Figure 6A is an antenna pattern diagram of the Y-Z plane measured at a frequency of 2.4 GHz in accordance with a preferred embodiment of the present invention.

Figure 6B is an antenna pattern diagram of the Y-Z plane measured at a frequency of 2.45 GHz in accordance with a preferred embodiment of the present invention.

Figure 6C is an antenna pattern diagram of the Y-Z plane measured at a frequency of 2.5 GHz in accordance with a preferred embodiment of the present invention.

3. . . First radiator

4. . . Conductive substance

5. . . Impedance matching circuit

6. . . Feed point

7. . . Second radiator

8. . . Conductive connection unit

Claims (13)

A single-frequency antenna includes: a substrate including a first surface and a second surface; a first radiator disposed on the first surface, wherein the first radiation system is a flexure structure; a conductive material disposed on the first surface; an impedance matching circuit disposed on the first surface and electrically connecting the first radiator and the conductive material; a feeding point disposed on the first surface And the second radiator is disposed on the second surface; and a conductive connecting unit is axially disposed on the substrate to enable the first radiator and the second radiation The electrical potential is connected.

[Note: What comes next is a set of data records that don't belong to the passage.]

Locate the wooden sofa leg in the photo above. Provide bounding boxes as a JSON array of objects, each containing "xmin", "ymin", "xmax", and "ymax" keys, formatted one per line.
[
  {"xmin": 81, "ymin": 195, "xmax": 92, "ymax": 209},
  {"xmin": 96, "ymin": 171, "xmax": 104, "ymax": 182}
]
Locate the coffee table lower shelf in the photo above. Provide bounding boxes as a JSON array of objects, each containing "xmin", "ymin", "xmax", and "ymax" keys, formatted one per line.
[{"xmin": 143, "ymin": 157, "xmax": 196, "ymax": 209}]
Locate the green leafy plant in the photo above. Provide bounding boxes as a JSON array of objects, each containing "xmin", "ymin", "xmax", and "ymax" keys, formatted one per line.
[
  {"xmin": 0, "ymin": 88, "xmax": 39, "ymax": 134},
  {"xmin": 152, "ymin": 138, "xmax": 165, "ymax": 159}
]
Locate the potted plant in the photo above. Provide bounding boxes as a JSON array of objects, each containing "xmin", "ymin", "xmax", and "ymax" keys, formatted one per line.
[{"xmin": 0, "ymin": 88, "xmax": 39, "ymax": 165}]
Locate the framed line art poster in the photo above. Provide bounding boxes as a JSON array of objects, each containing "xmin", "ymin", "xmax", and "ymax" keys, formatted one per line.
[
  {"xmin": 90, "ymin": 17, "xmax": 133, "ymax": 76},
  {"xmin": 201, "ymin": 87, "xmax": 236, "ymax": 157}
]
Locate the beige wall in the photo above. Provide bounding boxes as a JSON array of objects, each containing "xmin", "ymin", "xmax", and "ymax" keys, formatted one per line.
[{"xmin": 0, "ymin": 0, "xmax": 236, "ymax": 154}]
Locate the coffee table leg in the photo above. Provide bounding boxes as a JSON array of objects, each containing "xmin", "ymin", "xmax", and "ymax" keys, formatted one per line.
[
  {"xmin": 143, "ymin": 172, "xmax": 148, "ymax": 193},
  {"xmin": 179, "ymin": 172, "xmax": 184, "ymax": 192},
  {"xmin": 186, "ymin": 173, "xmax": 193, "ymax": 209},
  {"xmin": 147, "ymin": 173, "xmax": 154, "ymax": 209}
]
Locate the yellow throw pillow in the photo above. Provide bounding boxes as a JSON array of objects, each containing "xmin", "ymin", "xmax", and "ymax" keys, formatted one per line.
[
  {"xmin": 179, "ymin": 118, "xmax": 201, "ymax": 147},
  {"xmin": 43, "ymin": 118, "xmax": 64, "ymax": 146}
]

The single-frequency antenna of claim 1, wherein the first surface and the second surface are respectively disposed on two symmetrical planes of the substrate. The single frequency antenna of claim 1, wherein the first surface and the second surface are two symmetrical non-coplanar planes. The single-frequency antenna of claim 1, further comprising a coaxial cable electrically connected to the feed point for transmitting signals. The single-frequency antenna according to claim 1, further comprising a microstrip line electrically connected to the feeding point to transmit a signal. The single-frequency antenna according to claim 1, further comprising a coplanar waveguide electrically connected to the feeding point to transmit a signal. The single-frequency antenna according to claim 1, wherein the substrate, the first radiator, the conductive material, the impedance matching line, and the feeding point are integrally formed. The single frequency antenna of claim 1, wherein the substrate is a printed circuit board. The single-frequency antenna of claim 1, wherein the first radiator includes a first end and a second end, and the flexure is located between the first end and the second end . The single frequency antenna of claim 9, wherein the conductive connection unit is connected to the first end of the first radiator. The single frequency antenna of claim 9, wherein the feed point is adjacent to the second end of the first radiator. The single frequency antenna of claim 1, wherein the impedance matching line and the first radiator are adjacent to the feeding point. The single-frequency antenna according to claim 1, wherein the conductive material is a ground plane.